Sui nuovi mercati chi divide perde, chi condivide vince.

L’attuale economia sembra basarsi sempre meno sulla accumulazione di capitali e sempre più sulla acquisizione di Conoscenza, e la gestione di quest’ultima ha destato un forte interesse nelle grandi corporate che, per prime, con la pratica del knowledge management, hanno provato a migliorare lo scambio di informazioni nei propri gruppi di lavoro, migliorandone l’efficienza, attraverso lo sviluppo ed il perfezionamento dei mezzi destinati allo scambio delle informazioni stesse.

In realtà, questo approccio un po’ meccanico, ha incontrato, e incontra ancora, delle notevoli resistenze da parte di quanti, all’interno dell’impresa, sono, o si ritengono, detentori di un bagaglio individuale di conoscenze capace di porli, in qualche modo, in una posizione di forza nei confronti dei colleghi e della stessa impresa.

Ma per poter fruire completamente dei benefici di questo scambio di informazioni bisogna fare tutti un salto di mentalità e voler comprendere a fondo i vantaggi del concetto di Condivisione.

Nasce il Knowledge Sharing.

È ormai abusato, ma quanto mai efficace, l’esempio che evidenzia la differenza tra condividere un bene materiale (se divido il mio pollo con te me ne rimarrà soltanto la metà) e la condivisione della conoscenza (non mi privo del mio sapere se lo condivido con te).
E la riscoperta di questo concetto è alla base della nuova richiesta di umanizzazione di un capitalismo egoistico e vocato al consumo ormai in crisi, con la ricerca di significati, di relazioni, di sentimenti condivisi e da condividere, con gruppi sempre più grandi di persone, facilitata e, in alcuni casi, prodotta dalla rete, dai social network.

L’impresa si troverà quindi ad operare, e competere, in una società che non richiederà più soltanto “prodotti” ma significati, emozioni, valori che saranno tanto più facilmente intercettabili quanto maggiore sarà la interrelazione tra impresa e clienti, dipendenti e fornitori generando un legame che darà risultati tanto più importanti quanto più profonda sarà la contaminazione tra individuo e gruppo, tra “ME” e “WE”.

Cogito e la we economy.

Abbracciare i concetti che costituiscono le fondamenta  della we economy è stato facile, potremmo dire che si è trattato di una adesione istintiva, spontanea.

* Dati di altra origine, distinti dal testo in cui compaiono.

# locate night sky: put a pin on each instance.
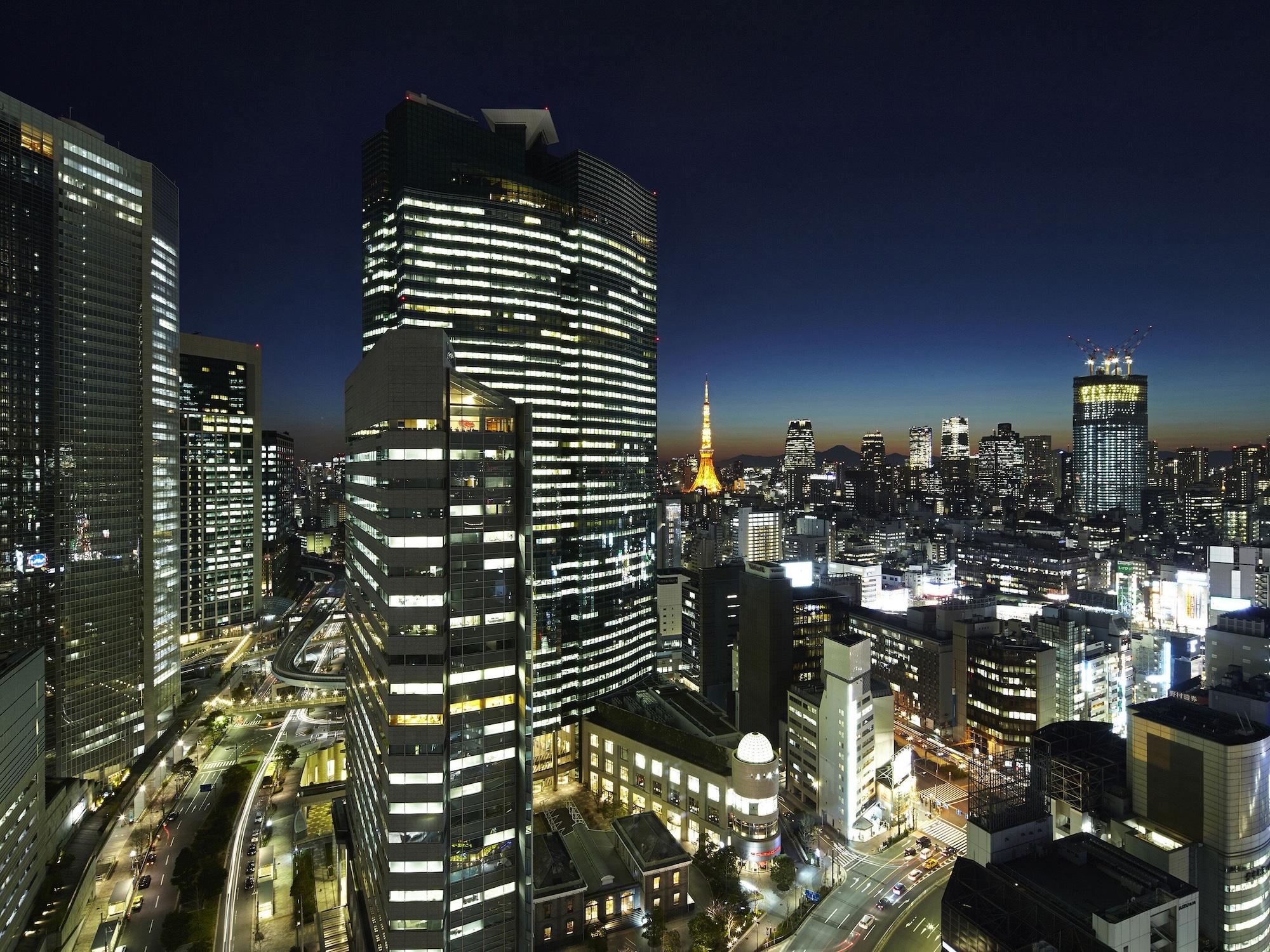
(873, 218)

Se non suonasse un po’ presuntuoso potremmo dire che, in Cogito, la we economy era sostanzialmente di casa prima ancora di esser stata codificata.

Più complesso sarà tradurre nel lavoro di tutti i giorni ed affiancare i nostri clienti in quelli che, nei fatti, saranno cambiamenti anche significativi nell’approccio al mercato e nella organizzazione aziendale; perchè la we economy “sconvolge vecchie certezze, ma apre immense possibilità. Dobbiamo imparare a viverla, senza paura e senza impazienza, come una scommessa che si può vincere mobilitando capacità che già abbiamo, ma non sempre sappiamo di avere” (Enzo Rullani).
E siamo convinti che ne varrà la pena.